It’s not just the younger politicos who want to get past Hilliard’s Jackson-era rhetoric. The old talk doesn’t sit well with younger black professionals and intellectuals, either. Debra J. Dickerson, in her provocatively titled The End of Blackness, argues that it’s time to throw off the crude groupthink that de- fines “real blacks” as disenfranchised victims of white power. “Blackness is collapsing under the weight of its own contradictions, just as overt racism did,” Dickerson writes. In the same vein, John McWhorter of the Manhattan Institute argues in Authentically Black that a conception of identity that dismisses middle-class blacks as inauthentic is fatally limited. After all, both authors agree, it hardly makes sense to imagine a single identity for almost 40 million black Americans living, as they do, in geographically, culturally, and economically diverse circumstances. Certainly more blacks are living in Obama’s America than in Hilliard’s: according to a 2004 Harris poll, 61 percent say that they are “very satisfied with their lives,” more than half indicate that their lives improved last year, and—get this—86 percent are optimistic about the next five years.

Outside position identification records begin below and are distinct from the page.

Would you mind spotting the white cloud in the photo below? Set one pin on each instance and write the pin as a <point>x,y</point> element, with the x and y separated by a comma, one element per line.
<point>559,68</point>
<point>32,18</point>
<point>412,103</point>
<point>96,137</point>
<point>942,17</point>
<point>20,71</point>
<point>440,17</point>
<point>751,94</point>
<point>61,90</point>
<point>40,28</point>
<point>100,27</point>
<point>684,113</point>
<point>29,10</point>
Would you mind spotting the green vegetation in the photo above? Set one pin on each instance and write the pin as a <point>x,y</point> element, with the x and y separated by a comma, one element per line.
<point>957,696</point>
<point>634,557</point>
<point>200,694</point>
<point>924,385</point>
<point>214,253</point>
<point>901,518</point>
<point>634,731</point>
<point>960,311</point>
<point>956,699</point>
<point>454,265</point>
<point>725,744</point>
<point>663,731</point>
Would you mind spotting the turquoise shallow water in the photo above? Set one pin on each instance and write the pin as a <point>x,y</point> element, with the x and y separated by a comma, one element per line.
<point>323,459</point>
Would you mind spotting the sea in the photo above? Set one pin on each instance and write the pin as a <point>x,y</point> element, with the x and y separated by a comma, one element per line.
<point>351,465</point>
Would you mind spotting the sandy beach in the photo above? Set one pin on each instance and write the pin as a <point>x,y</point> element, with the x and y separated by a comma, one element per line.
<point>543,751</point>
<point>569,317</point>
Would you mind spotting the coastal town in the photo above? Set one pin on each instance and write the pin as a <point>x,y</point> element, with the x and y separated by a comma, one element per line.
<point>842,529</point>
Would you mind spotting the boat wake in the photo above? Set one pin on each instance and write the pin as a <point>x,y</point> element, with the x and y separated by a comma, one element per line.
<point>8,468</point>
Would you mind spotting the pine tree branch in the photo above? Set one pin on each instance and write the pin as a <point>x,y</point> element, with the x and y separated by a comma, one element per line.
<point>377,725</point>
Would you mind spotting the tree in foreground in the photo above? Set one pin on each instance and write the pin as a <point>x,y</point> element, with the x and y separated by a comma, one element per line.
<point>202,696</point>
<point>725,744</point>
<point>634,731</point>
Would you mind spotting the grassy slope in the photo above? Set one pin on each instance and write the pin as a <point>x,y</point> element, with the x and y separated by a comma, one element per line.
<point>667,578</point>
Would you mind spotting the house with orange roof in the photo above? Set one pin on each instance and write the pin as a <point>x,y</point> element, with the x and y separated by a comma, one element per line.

It also includes some digs at Jesse Jackson. Can't beat that.
Of course, Hymowtiz doesn't do more than touch on the problems in the black ghetto, but I think this emerging, less race-conscious, black middle class might be the path out. For all his many gifts, which I'm sure Rico will elaborate on, Tupac might not be the best role model for a social group.
*Damn I'm jealous at "Razzia the Roof." I couldn't for the life of me think of pun other than Papa Razzia, a play on one of Benedict's nicknames before he was elected. Somehow I didn't think that quite fit.